I hate the new year! I hate it with a passion. What’s the point of this holiday??? Honestly, it’s just an excuse hang out and get drunk…. oh wait…. I’m underage…. and all my friends are at a party I wasn’t invited to. What a retarded deal! Maybe I should just go shoot myself in the foot! Honestly, every new years eve I spend alone at my house watching every one else have the time of their life. Every one is all “OOOHHH you should make new years resolutions to pass the time!!!”…. to be honest, I do make new years resolutions. Every year I make a resolution. “don’t screw up again.” Well, you know how long that one lasts. My life is perfect…. except I keep on screwing myself over with dumb decisions that most of the time have serious consiquences. at every landmark that every one looks on with anticipation of a new phase of life I’m cringing with dread. It hasn’t always been this way. I used to hope and pray that the next phase will be better than the last…. after a whole lot of disappointment I stopped doing that. It doesn’t get any better. Life sucks, tell every one. Landmarks are like that one really mean great aunt that you have to see once a year. You spend all year dreading her coming…. and then she’s worse than you could imagine… every year. I know that tomorrow I’m going to wake up and be like “why was I freaking out about this?”… and then I’ll get in a mess and I’ll be like “oh yeah, that’s why. so much for the clean slate you MORON!!!!”…
Long story short… I hate new years. I hate the feeling of total incompetence. I hate watching everyone optomistically fly by me. I hate trying to forget it’s new years eve… I hate celebrating impending doom. I hate being so frickin’ lonely on a holiday that only exists for the sake of hanging with friends. I hate new years resolutions, because they’re always going to get broken no matter what. I hate feeling completely and totally insignificant because I’m alone. I hate people who think everything’s okay, but it’s not, they just want to believe everything’s okay because they don’t want to deal with the issue. I hate having the issue in the first place. I hate having to lie to people because if I don’t they’ll flip out and smother me. I hate overly nice people who accomodate the need, not try to solve the problem. I hate all those fluffy words that sound nice but don’t mean anything. I hate my stupid pride that makes it so hard for me to admit I need help. I’m going to hate all the concerned comments that end up on this post. I’m going to hate the years that pass by me. I hate the fact that time doesn’t heal all wounds. I hate the fact that a couple of stupid decisions in my life can ruin the whole thing. I hate it that I can’t ascape into a book because for some reason people want to hear about people with problems. I hate stupid teenage romance because all it does is rip holes in hearts and makes onlookers cringe in horror as people they love self-destruct. I hate love because it’s abused and broken and mistaken for other things. I hate peace because with peace comes arrogance. I hate arrogance because… news flash YOU”RE NOT BETTER THAN ME!!!! I hate organized religion because it comes with a lot of negative steriotypes. I hate steriotypes because it makes people get stuck on the outside. I hate shallowness(honestly, you think y0u’re having a hard time because you can’t get those boots in brown… GET A LIFE!!!! I’m having a mini seizure over here because I’m reminiscing all the things that I did this past year that could have killed me!!!)

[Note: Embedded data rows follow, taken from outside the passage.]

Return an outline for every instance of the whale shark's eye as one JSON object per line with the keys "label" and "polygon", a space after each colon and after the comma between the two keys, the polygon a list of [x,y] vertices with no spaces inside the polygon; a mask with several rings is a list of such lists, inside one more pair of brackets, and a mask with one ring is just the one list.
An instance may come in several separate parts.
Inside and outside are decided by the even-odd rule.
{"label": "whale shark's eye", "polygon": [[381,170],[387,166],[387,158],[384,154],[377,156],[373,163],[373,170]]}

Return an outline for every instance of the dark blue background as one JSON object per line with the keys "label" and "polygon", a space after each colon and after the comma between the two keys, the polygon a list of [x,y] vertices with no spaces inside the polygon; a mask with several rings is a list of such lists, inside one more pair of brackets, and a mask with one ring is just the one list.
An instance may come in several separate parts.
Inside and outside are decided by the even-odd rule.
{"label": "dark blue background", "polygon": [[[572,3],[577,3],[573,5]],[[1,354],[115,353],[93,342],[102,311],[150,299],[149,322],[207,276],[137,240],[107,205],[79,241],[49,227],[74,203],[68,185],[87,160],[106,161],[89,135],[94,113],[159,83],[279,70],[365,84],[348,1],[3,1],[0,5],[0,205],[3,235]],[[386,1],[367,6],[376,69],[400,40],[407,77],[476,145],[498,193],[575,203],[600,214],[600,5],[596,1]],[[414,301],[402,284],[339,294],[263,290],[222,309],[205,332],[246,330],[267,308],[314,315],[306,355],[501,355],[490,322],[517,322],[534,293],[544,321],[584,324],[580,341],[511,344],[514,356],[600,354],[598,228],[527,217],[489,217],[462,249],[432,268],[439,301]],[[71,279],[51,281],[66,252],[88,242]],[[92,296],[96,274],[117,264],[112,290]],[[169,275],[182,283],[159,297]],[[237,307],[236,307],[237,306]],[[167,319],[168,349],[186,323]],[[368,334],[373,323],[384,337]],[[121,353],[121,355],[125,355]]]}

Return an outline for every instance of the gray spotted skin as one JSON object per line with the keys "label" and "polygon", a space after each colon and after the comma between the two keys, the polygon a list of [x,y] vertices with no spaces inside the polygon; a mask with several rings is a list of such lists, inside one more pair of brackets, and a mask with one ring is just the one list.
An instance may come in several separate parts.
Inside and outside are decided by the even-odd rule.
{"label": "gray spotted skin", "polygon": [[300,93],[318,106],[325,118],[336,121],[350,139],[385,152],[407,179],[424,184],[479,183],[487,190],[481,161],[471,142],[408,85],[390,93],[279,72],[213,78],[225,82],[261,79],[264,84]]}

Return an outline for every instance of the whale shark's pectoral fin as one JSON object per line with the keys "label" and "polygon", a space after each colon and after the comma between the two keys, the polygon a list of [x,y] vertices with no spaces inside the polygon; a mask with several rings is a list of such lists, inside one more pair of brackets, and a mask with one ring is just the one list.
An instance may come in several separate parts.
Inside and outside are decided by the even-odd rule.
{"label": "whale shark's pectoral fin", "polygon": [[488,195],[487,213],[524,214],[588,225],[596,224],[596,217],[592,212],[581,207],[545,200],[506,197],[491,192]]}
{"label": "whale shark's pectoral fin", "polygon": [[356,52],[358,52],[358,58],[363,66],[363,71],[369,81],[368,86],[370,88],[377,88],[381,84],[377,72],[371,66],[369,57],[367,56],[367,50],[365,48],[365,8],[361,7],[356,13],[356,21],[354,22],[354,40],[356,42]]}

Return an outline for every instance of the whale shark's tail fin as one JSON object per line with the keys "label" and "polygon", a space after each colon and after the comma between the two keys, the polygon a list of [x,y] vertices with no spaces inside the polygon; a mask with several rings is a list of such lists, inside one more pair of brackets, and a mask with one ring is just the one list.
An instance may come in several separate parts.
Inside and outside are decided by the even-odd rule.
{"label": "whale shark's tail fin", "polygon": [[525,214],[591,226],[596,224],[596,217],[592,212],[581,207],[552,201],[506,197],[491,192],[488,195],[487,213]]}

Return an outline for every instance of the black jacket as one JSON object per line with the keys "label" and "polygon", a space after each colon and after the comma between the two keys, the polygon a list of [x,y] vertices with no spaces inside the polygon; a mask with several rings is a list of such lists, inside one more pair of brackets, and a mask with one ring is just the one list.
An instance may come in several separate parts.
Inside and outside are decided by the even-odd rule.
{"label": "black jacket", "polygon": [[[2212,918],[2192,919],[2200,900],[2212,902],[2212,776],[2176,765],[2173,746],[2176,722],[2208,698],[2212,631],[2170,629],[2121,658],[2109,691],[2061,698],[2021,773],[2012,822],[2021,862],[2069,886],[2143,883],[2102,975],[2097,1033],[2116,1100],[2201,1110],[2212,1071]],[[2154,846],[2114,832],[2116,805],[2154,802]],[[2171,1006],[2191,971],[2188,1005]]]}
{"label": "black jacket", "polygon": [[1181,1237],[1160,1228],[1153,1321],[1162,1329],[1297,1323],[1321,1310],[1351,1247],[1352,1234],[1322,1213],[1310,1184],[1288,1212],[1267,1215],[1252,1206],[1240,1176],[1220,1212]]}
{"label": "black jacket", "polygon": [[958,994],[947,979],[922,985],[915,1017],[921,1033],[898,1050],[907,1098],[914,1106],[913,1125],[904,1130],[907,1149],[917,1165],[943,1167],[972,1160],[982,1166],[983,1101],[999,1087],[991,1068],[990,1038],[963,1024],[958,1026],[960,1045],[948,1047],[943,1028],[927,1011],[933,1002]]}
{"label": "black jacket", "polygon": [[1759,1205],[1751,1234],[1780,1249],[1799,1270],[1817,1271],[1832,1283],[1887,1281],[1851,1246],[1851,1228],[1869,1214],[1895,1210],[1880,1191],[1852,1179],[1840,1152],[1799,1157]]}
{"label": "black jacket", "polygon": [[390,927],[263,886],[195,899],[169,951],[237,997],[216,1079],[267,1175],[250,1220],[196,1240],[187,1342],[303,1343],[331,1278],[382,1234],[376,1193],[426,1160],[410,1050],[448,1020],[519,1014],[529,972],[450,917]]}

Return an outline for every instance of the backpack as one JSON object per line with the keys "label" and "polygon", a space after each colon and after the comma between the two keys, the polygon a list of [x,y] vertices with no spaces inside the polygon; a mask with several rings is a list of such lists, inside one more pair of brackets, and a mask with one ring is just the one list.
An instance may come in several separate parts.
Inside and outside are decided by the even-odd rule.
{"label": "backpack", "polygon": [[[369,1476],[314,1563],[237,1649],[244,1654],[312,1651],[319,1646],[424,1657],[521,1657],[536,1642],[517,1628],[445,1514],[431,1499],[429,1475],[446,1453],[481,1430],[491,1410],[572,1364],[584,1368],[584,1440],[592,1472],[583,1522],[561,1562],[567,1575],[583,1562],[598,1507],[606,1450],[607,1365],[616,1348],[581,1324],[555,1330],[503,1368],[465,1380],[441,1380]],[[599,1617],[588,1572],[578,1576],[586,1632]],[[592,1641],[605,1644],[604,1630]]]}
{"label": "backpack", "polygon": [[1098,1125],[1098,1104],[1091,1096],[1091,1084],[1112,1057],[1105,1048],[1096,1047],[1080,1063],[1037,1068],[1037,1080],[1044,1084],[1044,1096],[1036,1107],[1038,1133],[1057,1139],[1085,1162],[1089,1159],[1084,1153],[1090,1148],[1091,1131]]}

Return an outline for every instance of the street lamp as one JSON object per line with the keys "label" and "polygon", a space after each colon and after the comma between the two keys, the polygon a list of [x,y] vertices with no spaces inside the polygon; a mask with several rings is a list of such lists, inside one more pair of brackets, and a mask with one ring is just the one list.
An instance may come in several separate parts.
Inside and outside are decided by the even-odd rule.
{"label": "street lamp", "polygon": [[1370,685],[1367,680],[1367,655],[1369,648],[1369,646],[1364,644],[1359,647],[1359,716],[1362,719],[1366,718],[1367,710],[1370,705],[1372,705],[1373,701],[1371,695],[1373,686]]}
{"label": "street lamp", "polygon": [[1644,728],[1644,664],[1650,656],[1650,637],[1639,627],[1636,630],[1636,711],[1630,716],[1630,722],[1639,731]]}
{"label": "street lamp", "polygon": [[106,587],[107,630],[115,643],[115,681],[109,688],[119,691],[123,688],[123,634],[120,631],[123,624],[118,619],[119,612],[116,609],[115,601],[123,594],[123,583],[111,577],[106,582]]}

on a happier note, I love God. In all honesty I’m not alone on new years eve. I’ve got God. which is good and bad. Bad because we’ve been through every single mistake together…. and he reminds me of all the times I’ve epically failed… but good because we made it through.
Please don’t comment…. I really do mean it.
no seriously, that would cause one more problem for me to deal with.
And don’t think that nice comments are okay…. they’re not. I honestly don’t care what you have to say in response to my hate-ness.